Мне показалось, что Джейми невероятно долго ходил за акушеркой; схватки усиливались, и я все сильнее беспокоилась. Вторые роды и в самом деле протекают быстрее первых. Что, если этот младенец решил появиться на свет до прихода миссис Мартинс?
Поначалу Дженни вела со мной вполне непринужденный разговор, изредка умолкая и наклоняясь вперед, когда схватка усиливалась. Но вскоре она утратила желание беседовать и в промежутках между сильными болями ложилась на спину и спокойно отдыхала. Наконец после того, как очередная схватка согнула ее чуть ли не пополам, она, пошатываясь, встала на ноги.
– Помоги мне немного походить, Клэр, – попросила она.
Отнюдь не уверенная, что это следует делать, я тем не менее крепко взяла ее под руку и помогла выпрямиться. Мы сделали несколько медленных кругов по комнате, останавливаясь, когда Дженни схватывало, а потом снова пускаясь в путь. Перед самым приходом акушерки Дженни подошла к кровати и легла.
Миссис Мартинс выглядела очень уверенно и спокойно.

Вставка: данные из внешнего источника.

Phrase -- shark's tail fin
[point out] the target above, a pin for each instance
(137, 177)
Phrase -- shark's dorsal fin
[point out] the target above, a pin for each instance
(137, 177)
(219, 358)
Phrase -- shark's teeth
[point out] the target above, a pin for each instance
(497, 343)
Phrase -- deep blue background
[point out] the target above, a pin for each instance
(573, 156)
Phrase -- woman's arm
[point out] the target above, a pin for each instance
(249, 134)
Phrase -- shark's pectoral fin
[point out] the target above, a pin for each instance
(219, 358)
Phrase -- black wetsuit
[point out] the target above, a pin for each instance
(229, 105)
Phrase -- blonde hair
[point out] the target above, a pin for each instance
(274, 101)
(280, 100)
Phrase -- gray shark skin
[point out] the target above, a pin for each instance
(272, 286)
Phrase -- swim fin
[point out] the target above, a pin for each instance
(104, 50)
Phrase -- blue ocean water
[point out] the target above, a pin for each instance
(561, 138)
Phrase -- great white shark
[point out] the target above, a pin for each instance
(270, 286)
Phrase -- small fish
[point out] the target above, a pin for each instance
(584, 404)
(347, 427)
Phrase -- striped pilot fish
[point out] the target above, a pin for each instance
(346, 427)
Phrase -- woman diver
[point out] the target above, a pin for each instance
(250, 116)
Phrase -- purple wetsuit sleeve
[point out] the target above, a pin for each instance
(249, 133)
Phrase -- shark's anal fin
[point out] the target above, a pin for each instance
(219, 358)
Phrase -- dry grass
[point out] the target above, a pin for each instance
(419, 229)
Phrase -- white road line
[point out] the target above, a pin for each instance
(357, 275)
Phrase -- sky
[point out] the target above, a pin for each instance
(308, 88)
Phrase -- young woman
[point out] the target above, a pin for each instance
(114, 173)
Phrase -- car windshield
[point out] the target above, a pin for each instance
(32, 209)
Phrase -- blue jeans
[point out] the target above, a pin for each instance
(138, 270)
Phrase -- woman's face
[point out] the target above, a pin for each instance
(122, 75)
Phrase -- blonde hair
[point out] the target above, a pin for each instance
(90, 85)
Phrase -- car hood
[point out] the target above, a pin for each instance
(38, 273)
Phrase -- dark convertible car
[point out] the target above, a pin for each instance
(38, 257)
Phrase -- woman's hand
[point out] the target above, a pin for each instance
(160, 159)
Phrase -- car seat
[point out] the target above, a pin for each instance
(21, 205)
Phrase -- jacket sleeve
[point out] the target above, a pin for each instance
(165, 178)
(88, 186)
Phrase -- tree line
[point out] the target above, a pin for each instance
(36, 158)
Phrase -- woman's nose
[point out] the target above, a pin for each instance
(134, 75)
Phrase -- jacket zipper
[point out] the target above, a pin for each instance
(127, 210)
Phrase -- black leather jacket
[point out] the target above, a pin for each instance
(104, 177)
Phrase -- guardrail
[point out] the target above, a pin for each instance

Высокая и худощавая, с широкими плечами и сильными руками, с добрым и одновременно деловитым выражением на лице, она внушала доверие. Две вертикальные морщинки между седыми бровями углублялись, когда она на чем-то сосредоточивалась. После первого обследования морщинки разгладились. Стало быть, все более или менее нормально. Миссис Крук принесла стопку чистых, выглаженных простыней; миссис Мартинс взяла одну из них и подсунула под Дженни. Я встревожилась, когда увидела, что на простыне между ног Дженни появилось темное кровяное пятно. Заметив мою тревогу, миссис Мартинс успокоила меня:
– Все в порядке. Немного кровит, это ничего. Худо, если потечет светлая кровь и ее будет много, а так все правильно.
Мы все уселись в ожидании. Миссис Мартинс тихонько и проникновенно разговаривала с Дженни и растирала ей поясницу, нажимая посильнее во время схваток. Боли участились; Дженни стискивала зубы и тяжело дышала через нос, а когда боль делалась нестерпимой, негромко стонала. Волосы у нее стали влажными от испарины, лицо покраснело от напряжения. Теперь, глядя на нее, я наконец поняла справедливость выражения «родовые муки». Рождение ребенка оказалось чертовски тяжелой работой.
За следующие два часа особых изменений не произошло. Дженни, поначалу способная отвечать на вопросы, теперь на них не отзывалась и, когда ее отпускало, лежала молча, лицо за считаные секунды из красного делалось совершенно белым. После очередного приступа она поманила меня к себе.
– Если ребенок выживет, – задыхаясь, проговорила она, – и если это девочка… ее имя Маргарет. Скажи Айену… назовите ее Маргарет Элен.